Sun sells the commercial StarOffice, currently at version seven, which is built on the same codebase as OpenOffice. It's no surprise, then, that it has already attracted a considerable corporate fan-base.

Central Scotland Police switched to StarOffice last year and saved £245,000 in a stroke. 'Our mission is to fight crime,' said Jim Jarvie, IT Manager for Central Scotland. 'By allowing us to devote as much of our funding as possible to keeping policemen on the street, the StarOffice suite is helping us in IT to do our part in fulfilling that mission.'

It was Microsoft's switch to a three-year rental model that made him and his team start to look elsewhere and, in 2000, after several years of using Sun's server technology, he downloaded a copy of StarOffice so he could try it out. He was impressed by what he saw.

'Our experienced Microsoft Office users found the StarOffice suite easy to learn and easy to use,' he explained. 'The operational differences between the packages are quite minor. We also tested StarOffice's compatibility with Microsoft Office and found that almost all files can be transferred between them with no problems.'

The force has now rolled out StarOffice across 400 desktops, which in turn are shared by more than 1,000 users. Without the imperative to upgrade that some see as the only way to make the most of Software Assurance, it was able to standardise on one desktop installation that, once its users got familiar with, would serve the force for several years to come. Jarvie therefore sees his £245,000 cost savings as only the beginning.

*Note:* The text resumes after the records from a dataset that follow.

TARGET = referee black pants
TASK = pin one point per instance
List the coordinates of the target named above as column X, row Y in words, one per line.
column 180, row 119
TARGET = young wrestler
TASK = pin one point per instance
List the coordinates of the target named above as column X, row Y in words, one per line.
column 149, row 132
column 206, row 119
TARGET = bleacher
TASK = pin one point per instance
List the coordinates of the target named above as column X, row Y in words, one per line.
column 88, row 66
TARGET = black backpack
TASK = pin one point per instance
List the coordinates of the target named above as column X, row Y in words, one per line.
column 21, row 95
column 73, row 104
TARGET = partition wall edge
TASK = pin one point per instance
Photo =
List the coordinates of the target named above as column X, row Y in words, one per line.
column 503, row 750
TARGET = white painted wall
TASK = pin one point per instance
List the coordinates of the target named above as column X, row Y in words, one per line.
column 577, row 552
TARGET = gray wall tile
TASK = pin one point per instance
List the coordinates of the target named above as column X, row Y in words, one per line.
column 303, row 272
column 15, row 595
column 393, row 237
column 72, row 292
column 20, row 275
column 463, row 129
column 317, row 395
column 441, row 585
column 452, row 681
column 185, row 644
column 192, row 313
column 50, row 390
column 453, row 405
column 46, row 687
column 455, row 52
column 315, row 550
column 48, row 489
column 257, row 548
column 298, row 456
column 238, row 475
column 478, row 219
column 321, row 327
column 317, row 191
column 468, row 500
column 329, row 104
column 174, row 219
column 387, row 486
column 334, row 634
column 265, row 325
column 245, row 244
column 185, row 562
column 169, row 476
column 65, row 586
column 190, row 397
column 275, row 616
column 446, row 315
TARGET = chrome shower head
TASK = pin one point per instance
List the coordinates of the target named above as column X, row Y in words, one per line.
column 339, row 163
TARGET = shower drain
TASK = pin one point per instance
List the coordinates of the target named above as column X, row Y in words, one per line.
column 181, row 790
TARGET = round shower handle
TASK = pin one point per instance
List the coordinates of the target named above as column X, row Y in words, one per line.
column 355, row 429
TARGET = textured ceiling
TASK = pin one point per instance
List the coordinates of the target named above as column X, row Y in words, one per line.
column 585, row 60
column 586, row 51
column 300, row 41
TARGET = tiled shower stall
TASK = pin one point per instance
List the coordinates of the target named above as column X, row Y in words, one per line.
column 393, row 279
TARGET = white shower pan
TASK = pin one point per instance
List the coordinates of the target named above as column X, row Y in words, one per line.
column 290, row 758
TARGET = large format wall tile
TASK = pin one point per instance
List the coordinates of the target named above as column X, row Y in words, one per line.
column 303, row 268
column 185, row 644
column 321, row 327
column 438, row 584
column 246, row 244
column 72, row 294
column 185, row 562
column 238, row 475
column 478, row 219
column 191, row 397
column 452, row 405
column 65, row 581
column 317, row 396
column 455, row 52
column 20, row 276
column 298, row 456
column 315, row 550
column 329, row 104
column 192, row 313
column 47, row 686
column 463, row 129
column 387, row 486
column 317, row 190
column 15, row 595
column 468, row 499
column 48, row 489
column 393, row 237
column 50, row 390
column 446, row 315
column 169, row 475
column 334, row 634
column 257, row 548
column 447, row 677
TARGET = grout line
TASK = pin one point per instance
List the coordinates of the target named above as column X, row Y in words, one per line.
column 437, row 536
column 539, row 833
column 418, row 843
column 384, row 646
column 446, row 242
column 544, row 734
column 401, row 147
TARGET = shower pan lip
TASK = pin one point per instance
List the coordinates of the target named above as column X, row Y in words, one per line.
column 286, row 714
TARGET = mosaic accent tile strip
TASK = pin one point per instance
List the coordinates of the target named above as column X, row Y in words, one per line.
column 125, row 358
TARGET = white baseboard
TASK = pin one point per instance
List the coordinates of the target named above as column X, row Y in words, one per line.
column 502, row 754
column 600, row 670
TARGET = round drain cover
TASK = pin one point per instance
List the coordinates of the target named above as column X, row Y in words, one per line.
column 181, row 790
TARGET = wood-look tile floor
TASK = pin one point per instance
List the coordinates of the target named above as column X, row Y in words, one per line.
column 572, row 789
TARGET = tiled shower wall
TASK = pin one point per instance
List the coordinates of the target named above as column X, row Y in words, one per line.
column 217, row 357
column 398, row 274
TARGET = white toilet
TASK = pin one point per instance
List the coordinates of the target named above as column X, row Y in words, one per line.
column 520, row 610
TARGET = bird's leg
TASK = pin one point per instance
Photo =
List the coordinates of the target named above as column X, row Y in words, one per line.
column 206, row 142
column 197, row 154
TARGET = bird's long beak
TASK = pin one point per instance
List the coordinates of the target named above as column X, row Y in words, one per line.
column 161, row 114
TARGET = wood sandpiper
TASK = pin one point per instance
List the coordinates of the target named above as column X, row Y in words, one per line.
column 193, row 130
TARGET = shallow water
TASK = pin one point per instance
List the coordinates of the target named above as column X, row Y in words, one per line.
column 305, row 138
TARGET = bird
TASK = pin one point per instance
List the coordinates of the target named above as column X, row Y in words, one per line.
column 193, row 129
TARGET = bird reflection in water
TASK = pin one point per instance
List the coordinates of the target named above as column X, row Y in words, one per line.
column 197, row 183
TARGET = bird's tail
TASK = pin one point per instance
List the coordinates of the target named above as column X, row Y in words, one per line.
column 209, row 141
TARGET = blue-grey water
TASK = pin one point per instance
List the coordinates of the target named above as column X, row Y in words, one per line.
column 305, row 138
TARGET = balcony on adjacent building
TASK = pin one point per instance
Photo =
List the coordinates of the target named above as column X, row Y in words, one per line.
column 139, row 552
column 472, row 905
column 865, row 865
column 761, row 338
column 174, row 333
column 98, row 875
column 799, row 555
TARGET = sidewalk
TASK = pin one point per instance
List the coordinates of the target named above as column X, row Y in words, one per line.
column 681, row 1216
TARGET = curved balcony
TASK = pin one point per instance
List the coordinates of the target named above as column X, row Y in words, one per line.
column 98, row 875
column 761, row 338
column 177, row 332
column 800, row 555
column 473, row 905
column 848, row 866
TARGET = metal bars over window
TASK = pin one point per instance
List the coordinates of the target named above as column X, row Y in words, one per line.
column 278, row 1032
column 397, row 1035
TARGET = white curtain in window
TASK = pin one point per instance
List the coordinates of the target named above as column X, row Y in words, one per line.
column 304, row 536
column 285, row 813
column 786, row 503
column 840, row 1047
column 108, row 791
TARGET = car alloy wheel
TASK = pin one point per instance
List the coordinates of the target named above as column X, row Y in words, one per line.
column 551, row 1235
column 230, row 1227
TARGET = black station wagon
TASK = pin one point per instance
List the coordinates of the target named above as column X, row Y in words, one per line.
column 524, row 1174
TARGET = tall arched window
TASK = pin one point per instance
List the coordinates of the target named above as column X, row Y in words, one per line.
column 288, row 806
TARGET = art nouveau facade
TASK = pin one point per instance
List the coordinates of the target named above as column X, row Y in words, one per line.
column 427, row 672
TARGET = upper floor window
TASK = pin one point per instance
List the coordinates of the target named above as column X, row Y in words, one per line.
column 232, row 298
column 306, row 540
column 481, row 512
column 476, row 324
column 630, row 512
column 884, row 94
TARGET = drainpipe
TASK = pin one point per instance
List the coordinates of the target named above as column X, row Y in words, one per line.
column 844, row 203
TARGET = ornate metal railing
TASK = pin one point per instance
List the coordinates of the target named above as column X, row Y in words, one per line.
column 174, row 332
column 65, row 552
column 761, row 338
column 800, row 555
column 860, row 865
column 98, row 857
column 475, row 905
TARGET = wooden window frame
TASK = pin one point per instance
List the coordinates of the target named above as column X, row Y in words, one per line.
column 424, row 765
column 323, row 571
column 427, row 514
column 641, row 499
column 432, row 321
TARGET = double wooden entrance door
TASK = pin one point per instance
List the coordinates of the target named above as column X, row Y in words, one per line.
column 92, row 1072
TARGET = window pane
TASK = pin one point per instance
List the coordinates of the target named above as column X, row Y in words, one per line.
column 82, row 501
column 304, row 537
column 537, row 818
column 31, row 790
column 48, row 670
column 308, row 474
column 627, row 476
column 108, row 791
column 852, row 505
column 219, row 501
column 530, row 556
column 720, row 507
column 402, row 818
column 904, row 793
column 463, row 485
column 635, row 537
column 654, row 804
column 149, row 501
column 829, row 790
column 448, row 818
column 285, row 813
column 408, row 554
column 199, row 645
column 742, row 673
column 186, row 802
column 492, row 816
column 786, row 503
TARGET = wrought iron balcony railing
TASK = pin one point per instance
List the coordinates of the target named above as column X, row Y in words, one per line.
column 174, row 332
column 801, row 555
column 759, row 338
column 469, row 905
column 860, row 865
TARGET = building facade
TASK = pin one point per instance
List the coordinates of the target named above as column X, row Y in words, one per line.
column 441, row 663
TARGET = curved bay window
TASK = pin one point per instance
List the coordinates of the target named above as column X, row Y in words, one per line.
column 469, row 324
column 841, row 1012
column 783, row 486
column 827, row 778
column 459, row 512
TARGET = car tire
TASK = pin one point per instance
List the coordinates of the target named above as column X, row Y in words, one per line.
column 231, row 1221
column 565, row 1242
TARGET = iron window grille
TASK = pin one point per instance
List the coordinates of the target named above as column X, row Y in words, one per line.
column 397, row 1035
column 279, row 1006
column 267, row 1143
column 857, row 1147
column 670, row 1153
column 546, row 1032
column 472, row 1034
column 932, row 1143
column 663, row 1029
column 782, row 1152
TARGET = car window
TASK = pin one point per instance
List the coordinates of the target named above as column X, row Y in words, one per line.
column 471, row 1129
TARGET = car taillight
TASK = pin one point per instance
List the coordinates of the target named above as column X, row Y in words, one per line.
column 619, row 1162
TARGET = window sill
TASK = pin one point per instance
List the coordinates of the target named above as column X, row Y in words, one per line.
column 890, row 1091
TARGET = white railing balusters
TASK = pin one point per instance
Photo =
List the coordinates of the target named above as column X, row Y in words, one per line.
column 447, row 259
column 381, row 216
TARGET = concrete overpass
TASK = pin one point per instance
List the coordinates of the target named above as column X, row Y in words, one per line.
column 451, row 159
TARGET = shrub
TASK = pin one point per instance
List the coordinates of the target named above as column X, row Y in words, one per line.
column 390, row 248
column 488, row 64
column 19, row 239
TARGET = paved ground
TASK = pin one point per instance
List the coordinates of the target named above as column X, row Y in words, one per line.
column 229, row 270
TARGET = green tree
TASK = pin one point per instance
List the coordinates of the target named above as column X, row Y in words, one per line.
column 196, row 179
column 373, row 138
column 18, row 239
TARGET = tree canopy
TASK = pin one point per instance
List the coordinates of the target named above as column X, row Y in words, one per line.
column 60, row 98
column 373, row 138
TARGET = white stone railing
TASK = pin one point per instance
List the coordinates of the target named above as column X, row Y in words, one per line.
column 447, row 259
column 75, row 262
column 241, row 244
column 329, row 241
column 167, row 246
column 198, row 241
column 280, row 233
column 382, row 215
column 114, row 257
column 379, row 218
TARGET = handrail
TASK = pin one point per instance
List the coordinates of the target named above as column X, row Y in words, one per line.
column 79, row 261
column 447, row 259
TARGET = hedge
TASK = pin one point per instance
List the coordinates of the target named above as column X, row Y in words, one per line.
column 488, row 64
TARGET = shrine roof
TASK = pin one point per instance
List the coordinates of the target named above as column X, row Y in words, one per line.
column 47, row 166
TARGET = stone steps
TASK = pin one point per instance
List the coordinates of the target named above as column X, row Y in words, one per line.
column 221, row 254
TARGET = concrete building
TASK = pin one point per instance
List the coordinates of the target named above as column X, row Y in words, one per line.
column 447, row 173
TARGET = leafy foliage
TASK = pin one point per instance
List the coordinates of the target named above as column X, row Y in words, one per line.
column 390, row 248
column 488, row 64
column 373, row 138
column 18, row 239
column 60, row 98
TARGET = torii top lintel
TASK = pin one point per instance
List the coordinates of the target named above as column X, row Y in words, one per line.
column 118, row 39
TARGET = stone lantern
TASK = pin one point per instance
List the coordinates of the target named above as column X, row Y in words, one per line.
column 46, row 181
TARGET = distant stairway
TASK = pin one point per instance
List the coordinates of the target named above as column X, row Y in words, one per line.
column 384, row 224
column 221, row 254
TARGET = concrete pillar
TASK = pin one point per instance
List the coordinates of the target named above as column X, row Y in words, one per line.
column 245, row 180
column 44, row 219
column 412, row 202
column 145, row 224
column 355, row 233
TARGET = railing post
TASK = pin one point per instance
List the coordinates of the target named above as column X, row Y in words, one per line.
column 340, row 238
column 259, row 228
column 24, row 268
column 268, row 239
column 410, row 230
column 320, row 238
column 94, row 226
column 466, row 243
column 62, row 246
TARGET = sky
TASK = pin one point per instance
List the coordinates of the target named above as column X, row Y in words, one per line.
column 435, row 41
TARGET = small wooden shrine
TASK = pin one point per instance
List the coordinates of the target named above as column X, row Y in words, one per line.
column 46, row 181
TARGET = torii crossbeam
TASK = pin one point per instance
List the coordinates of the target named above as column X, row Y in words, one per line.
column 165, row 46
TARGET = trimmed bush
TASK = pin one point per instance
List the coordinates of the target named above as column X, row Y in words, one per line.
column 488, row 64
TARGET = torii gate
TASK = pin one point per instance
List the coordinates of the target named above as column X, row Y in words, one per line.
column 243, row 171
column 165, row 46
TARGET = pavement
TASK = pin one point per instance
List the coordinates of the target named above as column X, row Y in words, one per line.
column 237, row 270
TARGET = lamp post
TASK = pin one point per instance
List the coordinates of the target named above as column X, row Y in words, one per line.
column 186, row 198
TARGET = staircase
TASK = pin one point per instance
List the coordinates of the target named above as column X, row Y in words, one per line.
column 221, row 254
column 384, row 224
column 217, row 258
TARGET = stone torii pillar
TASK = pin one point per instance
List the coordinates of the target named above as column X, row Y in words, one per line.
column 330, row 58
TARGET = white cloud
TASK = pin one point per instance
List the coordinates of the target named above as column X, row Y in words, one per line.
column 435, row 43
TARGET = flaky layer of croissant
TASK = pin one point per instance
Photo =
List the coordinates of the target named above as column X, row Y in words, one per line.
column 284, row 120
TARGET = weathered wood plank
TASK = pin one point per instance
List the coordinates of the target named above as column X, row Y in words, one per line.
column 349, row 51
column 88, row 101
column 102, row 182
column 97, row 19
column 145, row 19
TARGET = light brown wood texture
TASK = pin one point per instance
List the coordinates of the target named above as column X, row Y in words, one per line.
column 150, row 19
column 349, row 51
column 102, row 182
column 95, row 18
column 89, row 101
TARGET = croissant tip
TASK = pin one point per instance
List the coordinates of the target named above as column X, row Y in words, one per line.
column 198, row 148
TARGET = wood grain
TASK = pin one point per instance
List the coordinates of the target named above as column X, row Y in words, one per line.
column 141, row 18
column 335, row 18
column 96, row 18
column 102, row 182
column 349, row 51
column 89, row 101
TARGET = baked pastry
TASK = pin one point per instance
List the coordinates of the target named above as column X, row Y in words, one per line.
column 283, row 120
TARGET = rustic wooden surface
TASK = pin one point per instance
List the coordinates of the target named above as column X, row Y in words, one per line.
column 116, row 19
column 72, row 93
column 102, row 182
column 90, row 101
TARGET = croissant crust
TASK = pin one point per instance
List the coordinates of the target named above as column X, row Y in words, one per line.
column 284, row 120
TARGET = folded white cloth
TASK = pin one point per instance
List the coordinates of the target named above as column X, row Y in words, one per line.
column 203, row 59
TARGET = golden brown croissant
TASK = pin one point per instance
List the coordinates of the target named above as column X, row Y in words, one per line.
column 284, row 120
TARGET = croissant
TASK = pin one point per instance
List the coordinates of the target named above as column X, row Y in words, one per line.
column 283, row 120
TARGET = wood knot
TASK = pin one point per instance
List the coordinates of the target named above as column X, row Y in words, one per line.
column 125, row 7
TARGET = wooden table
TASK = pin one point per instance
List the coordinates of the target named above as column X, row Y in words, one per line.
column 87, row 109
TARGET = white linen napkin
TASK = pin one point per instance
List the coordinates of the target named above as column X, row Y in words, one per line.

But savings weren't the only consideration. Where the police are concerned, choosing software that hampers rather than helps a force's operational effectiveness could put lives at risk.

In practice, though, Central Scotland found that several features unique to StarOffice actually served its users better than the equivalents in Microsoft Office; indexes and tables of contents being a case in point.

Elsewhere in the suite, the equation editor simplified life for traffic officers. This complex mathematical tool allowed them to more easily consider treadmarks and roadside obstacles when investigating traffic accidents.

It isn't just the public services that have seen the benefit of making the switch to StarOffice, though. In December of last year, Sun used its annual conference in Berlin to announce that high-street photo outlet Jessops was rolling out StarOffice across each of its stores as part of a revamped enterprise management system, expected to deliver total cost savings of £2 million.